Durante el funeral de una joven, cuatro hombres no pudieron levantar el ataúd, y entonces la madre de la niña exigió que lo abrieran.
El clima de ese día armonizaba con el ambiente: cielos grises, aire húmedo y una ligera brisa que mecía los árboles del cementerio. Todo parecía normal, como en otros funerales, hasta que ocho hombres tuvieron que levantar el ataúd.
Parecía lujoso: madera oscura, pulida hasta el brillo, tiradores macizos. Dentro yacía la joven. Su muerte conmocionó a todos los que la conocieron: hermosa, inteligente y bondadosa.
Solo tenía veintidós años. Oficialmente, un accidente. Pero los rumores variaban. Algunos decían haberla visto llorar el día anterior, otros que había amenazado a alguien. Nadie lo sabía con certeza. La familia insistió en una despedida rápida.
Cuando llegó el momento de bajar el ataúd a la tumba, los hombres se acercaron, agarraron las asas y, de repente…
— ¡Uno, dos, tres! — ordenó uno de ellos.
El ataúd apenas se movió.

—¡Otra vez! —dijo—. ¡Uno, dos, tres!
Se esforzaron, gemían, jadeaban, pero no pudieron levantarlo. Parecía lleno de piedras.

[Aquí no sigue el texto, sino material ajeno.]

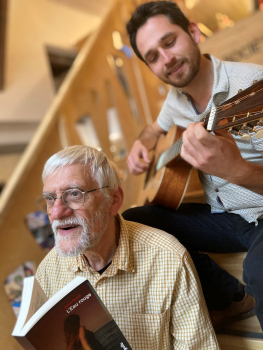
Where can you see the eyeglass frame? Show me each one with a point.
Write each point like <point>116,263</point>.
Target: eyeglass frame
<point>83,193</point>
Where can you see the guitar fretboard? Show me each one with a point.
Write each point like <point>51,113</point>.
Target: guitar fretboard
<point>169,154</point>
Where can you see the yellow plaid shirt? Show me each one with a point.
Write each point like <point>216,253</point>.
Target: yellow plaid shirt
<point>151,289</point>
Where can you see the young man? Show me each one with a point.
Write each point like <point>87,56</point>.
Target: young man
<point>230,168</point>
<point>155,306</point>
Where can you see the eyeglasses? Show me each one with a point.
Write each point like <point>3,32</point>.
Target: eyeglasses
<point>73,198</point>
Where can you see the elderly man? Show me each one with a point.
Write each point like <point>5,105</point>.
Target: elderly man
<point>143,275</point>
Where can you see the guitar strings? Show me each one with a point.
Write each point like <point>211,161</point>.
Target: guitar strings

—¿Qué…? —murmuró uno de los portadores, secándose la frente—. ¡Pesa como si hubiera tres personas dentro!
Los hombres intercambiaron miradas. A su alrededor, un silencio tenso. Algunos invitados ya susurraban:
—Esto no es normal…
—¿Esto ha sucedido antes?
—No, nunca.
Uno de los trabajadores del funeral dijo en voz baja:
—He cargado docenas de ataúdes. Incluso de hombres. Pero este pesado, nunca. No debería pesar tanto.
Entonces la madre de la niña, vestida completamente de negro, con el rostro frío y angustiado, dio un paso al frente. Miró a los hombres y luego al ataúd.

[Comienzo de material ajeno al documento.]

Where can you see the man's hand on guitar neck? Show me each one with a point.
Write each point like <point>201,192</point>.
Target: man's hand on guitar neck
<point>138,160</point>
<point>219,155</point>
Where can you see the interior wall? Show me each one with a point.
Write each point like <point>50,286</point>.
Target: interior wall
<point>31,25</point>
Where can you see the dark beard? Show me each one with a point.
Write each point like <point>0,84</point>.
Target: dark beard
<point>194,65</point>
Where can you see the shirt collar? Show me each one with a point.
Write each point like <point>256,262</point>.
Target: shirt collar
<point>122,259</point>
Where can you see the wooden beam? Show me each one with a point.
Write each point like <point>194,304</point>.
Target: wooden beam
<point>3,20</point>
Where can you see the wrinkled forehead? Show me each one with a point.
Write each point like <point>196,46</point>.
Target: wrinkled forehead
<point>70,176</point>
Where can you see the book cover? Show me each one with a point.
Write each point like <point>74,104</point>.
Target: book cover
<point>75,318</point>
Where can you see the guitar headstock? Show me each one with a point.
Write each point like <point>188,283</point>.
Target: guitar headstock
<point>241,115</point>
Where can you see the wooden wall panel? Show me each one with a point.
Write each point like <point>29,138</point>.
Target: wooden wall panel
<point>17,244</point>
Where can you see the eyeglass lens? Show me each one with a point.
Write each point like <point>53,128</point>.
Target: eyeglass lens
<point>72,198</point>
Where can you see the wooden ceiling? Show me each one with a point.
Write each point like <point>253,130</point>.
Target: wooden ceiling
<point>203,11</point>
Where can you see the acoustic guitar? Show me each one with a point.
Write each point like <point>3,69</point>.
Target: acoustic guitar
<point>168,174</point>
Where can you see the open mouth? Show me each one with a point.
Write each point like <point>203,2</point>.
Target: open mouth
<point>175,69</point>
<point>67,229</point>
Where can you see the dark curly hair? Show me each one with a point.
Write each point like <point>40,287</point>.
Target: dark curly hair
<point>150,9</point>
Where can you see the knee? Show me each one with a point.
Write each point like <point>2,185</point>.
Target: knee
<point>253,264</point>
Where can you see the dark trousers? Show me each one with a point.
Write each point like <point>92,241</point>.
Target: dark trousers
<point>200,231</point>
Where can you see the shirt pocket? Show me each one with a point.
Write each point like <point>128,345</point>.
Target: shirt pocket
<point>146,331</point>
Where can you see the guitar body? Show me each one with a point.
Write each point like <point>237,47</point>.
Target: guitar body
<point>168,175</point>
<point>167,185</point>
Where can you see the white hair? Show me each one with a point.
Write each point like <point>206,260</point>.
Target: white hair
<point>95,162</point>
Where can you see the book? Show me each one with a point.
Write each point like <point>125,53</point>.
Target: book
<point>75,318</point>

—Ábrelo —dijo bruscamente, sin dudarlo.

—¿Está seguro? —intentó objetar un trabajador de la funeraria.
—Dije: ábrelo.
Los trabajadores intercambiaron miradas y obedecieron en silencio. Desatornillaron los tornillos y levantaron ligeramente la tapa.
Lo que vieron dentro los congeló de horror Continúa en el primer comentario
La niña yacía tranquila, con un vestido ligero y flores en las manos. Su rostro reflejaba serenidad. Todo estaba como debía ser. Pero los lados interiores estaban más altos de lo habitual. Bajo la fina tela, había un bulto. Uno de los hombres levantó con cuidado la pieza interior.

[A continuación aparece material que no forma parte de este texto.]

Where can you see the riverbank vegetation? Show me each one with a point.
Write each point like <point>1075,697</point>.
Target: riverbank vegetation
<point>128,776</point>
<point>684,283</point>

En ese momento todos retrocedieron.
Dentro, en un compartimento oculto, envuelto en plástico negro… yacía el cuerpo de un hombre. De mediana edad, al parecer, con un tatuaje en el cuello y marcas. El rostro había empezado a descomponerse, pero los rasgos aún eran reconocibles. Un olor acre a químico.
Uno de los trabajadores del funeral dio un paso atrás:
—Señor… ¡ahí… un cadáver!
—Esto… esto ya no es un doble fondo. Esto… es un crimen —suspiró alguien.
La madre de la niña bajó la cabeza.

—No sé quién es. Él… no debería estar ahí.
Los trabajadores palidecieron.
—Imposible. Recibimos el cuerpo sellado. Todo estaba cerrado…
— ¿Quién organizó la entrega del ataúd? —preguntó bruscamente uno de los hombres.
— Empresa privada. A través de un intermediario. El pedido llegó electrónicamente. Pago completo en efectivo.
Pausa.
Alguien sacó un teléfono y llamó a la policía.
Más tarde, en la comisaría, quedó claro: el hombre encontrado en el ataúd era un ex contable de una empresa constructora, desaparecido desde hacía varios días.
La empresa está siendo investigada por robo, blanqueo de capitales y contratos falsos. Según fuentes, este hombre estaba preparando un expediente para la fiscalía. Luego, desapareció.
La investigación revelará: una falsa empresa funeraria, obtenida con documentos falsificados, recibió la orden de “entrega técnica” de un ataúd sellado.
La verdadera chica fue enterrada, sí. Pero debajo, aprovechando su verdadero funeral, ocultaron el cuerpo de un hombre que podría haberse convertido en un testigo clave.
Solo quedaba un rastro: en el envoltorio de plástico del segundo cuerpo había una huella parcial de guante. Eso bastó para iniciar la investigación.
La madre de la niña insistió hasta el final: no sabía nada. Y era fácil creerlo: apenas se había recuperado de la muerte de su hija.
Pero alguien aprovechó ese dolor, esa confusión… y decidió que el mejor lugar para esconder la evidencia era allí donde nadie cavaría: en la tumba debajo de otro cuerpo.